Thursday, September 27, 2007

A few weeks back Kid Shirt identified a lost genre both historical and he believes coming back (shudder)-- QUIRK. Where glam meets prog meets New Wave.

Here he elaborates , zooming in on Split Enz and Lene Lovich

Now did he mention Duffo of "give me back my brain" not-quite-fame?

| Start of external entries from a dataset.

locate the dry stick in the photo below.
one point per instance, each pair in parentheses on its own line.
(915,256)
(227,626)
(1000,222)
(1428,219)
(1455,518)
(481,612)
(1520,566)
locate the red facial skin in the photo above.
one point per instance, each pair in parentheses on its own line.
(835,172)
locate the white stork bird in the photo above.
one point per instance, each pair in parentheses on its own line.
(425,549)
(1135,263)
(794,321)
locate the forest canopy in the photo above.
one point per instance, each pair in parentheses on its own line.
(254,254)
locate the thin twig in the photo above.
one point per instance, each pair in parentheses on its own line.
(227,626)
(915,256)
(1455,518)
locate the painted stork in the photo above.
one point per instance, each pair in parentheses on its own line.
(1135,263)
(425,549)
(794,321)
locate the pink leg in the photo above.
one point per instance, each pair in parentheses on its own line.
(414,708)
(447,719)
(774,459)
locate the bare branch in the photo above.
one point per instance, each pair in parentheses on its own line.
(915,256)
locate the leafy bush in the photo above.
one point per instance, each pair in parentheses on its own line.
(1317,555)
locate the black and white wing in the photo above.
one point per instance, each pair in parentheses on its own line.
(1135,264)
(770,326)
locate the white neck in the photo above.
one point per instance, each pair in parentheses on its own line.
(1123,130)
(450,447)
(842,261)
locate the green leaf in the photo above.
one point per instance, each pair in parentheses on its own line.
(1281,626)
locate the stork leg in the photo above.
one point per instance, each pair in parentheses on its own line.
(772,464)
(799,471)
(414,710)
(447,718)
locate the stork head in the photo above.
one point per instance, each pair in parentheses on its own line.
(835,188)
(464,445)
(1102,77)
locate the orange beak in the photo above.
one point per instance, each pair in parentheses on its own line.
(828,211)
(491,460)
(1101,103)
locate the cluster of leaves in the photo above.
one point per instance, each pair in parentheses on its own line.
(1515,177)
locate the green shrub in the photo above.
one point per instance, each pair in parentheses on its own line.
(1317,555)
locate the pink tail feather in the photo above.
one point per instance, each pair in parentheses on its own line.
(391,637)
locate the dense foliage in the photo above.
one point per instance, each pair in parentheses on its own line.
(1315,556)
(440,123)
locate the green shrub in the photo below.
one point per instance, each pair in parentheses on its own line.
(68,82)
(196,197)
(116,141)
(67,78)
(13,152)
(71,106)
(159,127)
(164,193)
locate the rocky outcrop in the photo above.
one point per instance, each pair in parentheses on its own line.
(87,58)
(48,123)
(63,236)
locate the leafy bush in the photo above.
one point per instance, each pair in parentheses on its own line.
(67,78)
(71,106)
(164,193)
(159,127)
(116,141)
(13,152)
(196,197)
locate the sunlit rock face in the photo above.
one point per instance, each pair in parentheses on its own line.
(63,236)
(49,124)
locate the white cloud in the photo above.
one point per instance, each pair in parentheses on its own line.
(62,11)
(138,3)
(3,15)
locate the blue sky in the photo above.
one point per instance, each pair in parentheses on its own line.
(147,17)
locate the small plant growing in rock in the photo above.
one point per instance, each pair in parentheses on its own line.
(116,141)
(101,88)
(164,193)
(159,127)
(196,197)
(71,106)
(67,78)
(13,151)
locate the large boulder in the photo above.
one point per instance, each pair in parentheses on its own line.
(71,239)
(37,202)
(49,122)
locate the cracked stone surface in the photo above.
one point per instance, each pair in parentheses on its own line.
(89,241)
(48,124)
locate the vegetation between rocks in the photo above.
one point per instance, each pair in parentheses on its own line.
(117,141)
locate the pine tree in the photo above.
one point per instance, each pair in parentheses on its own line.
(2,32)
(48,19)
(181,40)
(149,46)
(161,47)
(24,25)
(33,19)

Punilux--the single I liked was "Jellyfish". As I recall from Rip-research they were drama students, background in radical theater. There was a big fringe drama/experimental theater thing percolating through the '70s--it was actually this vibrant, edgy area of the culture, believe it or not--and that seeped through into rock a fair bit
pre-punk and post-punk.

Re. the secret connections between New Wave and progressive/pre-punk underground music, I once saw a Cardiacs show --by accident I swiftly add!--at a free festival. It was on Port Meadow in Oxford, 1985 I think. We didn't even know it was on, were just going for an after-dark stroll across the meadow (the Monitor crew alllived within a few hundred yards of it). Tents everywhere, bonfires, a bad tripping hippie-chick staggering through the murk and stumbling over the tent cables... And the Cardiacs were onstage. If they hadn't been, we'd probably have stuck around longer. Who knows, I might have become a crusty! Probably not. I don't get the sense that free festival music was terribly hot in the Eighties. Has it ever been, though? Ozric Tentacles. (Who I have to thank for the revelation that hallucinogens can't actually make music any better than it already is; if it is, lame then the lameness just get magnified, it becomes cosmically lame)

In 1978 NME writer Miles wrote about a New Wave sub-style he dubbed "geometric, jerky quickstep"--exponents included XTC, Devo, Ultravox, with tinges in Talking Heads and Pere Ubu. The herky-jerkiness overlaps with Quirk ("geometric jerky quirkstep" perhaps) but with Quirk as Kid Shirt defined the ancestry's more in Genesis than in the cooler things Miles sources his thing in (Eno, Kraftwerk, Cluster).

Then there's The Tubes, who semi-passed as New Wave despite being horrible muso AOR dullards underneath the rock theatre / satire thing they had going on. (Amazingly there's a track by them, "Drums", on the Booka Shade DJ Kicks mix-CD, a drum solo with screams, some filler interlude from one of their atrocious albums no doubt... A mixed bag, that Booka mix, frequently making me wonder how "anodyne" has become a positive aesthetic in modern dance music, "anodyne" and "dinky" seem to be what people are aiming for. But there's a great track by Brigitte Bardot of all people, which sounds she was trying to be like Lizzy Mercier Descloux). The Tubes, though, didn't really have the herky-jerky thing.

Ah, but what about Kate Bush? Now surely she is in some ways the godmother of Quirk? Or at least a fellow traveler. Think of the mannered vocals, the theatricality of her performances and videos, stilted movements and Lene Lovich-y stark staring eyes... Bush was mentored by mime artist/choreographer Lindsay Kemp (who also taught Bowie)

What was that Russian--actually Soviet, it's so far back--band that they tried to launch over here? Zvuki Mu?!? Saw them once at a festival in Warsaw. 1987. Polish police with machine guns at the back of the venue. They were hardcore quirk. There's a Mittel Europa aspect to Quirk (Lene Lovich, again) that makes me think it's in some ways an anti-rock'n'roll tendency, even an attempt to de-Americanize rock. (The only real American contributor to all this I can think of is Sparks who failed abjectly in their native land.)